Chuck Baird weighs in on the Biden administration’s preposterous scheme to penalize mortgage borrowers with good credit in order to subsidize mortgage borrowers with bad credit.

Matthew Lau makes the case for school choice in Canada. A slice:

Moreover, the case for school choice, as Milton Friedman said, does not assume that private schools are better than public schools, but simply that competition is better than monopoly. Whether in schools or anything else, diversity is better than an imposed monolithic conformity.

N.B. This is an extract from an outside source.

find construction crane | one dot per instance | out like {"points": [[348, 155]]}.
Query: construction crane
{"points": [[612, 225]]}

And as in the United States, in Canada the consequences of political mismanagement, overly powerful teachers’ unions, and education bureaucrats run amok provide plenty of strong evidence of the value of divergence from the government monopoly.

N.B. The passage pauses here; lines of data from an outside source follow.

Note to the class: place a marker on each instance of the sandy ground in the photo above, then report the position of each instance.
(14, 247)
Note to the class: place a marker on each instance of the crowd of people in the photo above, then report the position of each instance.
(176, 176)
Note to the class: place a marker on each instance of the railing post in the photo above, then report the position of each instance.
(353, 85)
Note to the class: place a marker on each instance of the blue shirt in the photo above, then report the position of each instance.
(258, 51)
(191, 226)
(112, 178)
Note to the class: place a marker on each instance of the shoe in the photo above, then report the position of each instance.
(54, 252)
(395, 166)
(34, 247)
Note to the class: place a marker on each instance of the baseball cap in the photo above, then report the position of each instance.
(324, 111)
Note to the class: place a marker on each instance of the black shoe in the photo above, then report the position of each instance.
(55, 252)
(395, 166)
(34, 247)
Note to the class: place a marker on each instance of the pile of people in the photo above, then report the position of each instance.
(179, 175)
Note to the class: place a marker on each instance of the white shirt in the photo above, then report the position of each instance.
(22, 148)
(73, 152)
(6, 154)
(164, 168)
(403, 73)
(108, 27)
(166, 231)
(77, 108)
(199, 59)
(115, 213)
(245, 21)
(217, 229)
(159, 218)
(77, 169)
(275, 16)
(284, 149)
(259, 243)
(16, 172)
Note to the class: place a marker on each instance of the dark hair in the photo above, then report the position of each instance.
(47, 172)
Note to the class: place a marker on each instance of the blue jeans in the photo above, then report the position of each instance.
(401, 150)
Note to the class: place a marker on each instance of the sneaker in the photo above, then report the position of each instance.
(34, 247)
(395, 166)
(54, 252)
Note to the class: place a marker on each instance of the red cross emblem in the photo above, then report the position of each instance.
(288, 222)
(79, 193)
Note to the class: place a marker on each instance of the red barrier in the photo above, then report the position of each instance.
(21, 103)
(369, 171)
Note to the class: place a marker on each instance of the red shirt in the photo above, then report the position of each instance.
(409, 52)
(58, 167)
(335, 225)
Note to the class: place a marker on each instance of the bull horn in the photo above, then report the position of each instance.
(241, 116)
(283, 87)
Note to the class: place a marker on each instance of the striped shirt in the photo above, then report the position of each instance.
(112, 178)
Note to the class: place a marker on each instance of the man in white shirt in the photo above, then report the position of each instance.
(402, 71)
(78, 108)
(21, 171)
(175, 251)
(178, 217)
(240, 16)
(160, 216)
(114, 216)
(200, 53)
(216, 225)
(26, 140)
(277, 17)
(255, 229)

Immigration Should Be as Easy for Everyone As It Is for NBA Players.”

Mark Paoletta, writing at National Review, defends Justice Clarence Thomas from the exaggerated accusations now leveled against him by progressives.

Even Stephen Gillers, a left-wing judicial-ethics expert often quoted in these sorts of stories, stated that “before the recent amendments, the situation was sufficiently vague to give Thomas a basis to claim that reporting was not required.”

Moreover, there is a video Senator Sheldon Whitehouse helpfully posted recently on Twitter of an exchange he had with a Senate Judiciary Committee witness at a hearing last year on this issue. In the hearing, both Whitehouse and witness agreed with Justice Thomas’s interpretation. Senator Whitehouse asked Kedric Payne, of the far-left Campaign Legal Center, if he agreed that a justice wouldn’t have to disclose a “free vacation” under the then-current personal-hospitality rule. Payne agreed because “the way that rule is interpreted is not clear by the courts and it could be used in that way.”

Senator Whitehouse and Kedric Payne do not like the way this rule was implemented. But that is immaterial to the conclusion that Justice Thomas had no obligation to disclose these innocuous trips. The simple fact is that this was permissible.

Spiked‘s Tom Slater is correct: Biden is a willing tool of the woke. A slice:

And yet he has effectively become America’s first woke president. He doesn’t just genuflect to identitarian narratives, as Barack Obama was wont to do later on in his presidency, following the first blush of Black Lives Matter. Biden has put them at the centre of governance.

There are those who will say it’s ridiculous to suggest that Biden, an octogenarian machine politician who wasn’t even particularly socially liberal for much of his career, is now some sort of leftist ideologue. But such people are letting the old political labels obscure the new and sinister things that are taking place.

Wokeness – though it might have first germinated among sections of the left – has never been progressive in the slightest. It wants to rehabilitate racial categories. It wants to rip up sex-based rights. It relies on coercion and censorship to defeat its opponents. It cannot compute class politics. Indeed, its obsession with race only pits working-class people against one another.

Vinay Prasad justly criticizes Anthony Fauci and Randi Weingarten each for denying any responsibility for calamitous policies that they endorsed. Two slices:

Fauci’s next claim is that he always wanted school reopened. This is contradicted by a detailed timeline of his position on schools, which was consistently to fearmonger about kids and keep them closed.

…..

Randi claims she just wanted to open schools safety, but the problem is you didn’t need 750 billion dollars and hepa filtration to open safely. Even masks were unnecessary. Ultimately, schools reopened and ~100% of kids got COVID anyway, the vast majority did fine, most did not have the vaccine beforehand, and there is no reliable evidence the vax lowered the risk of severe disease for kids. All you needed to reopen were teachers with courage, sadly Randi and Tony sapped that away from them with constant inaccurate rhetoric.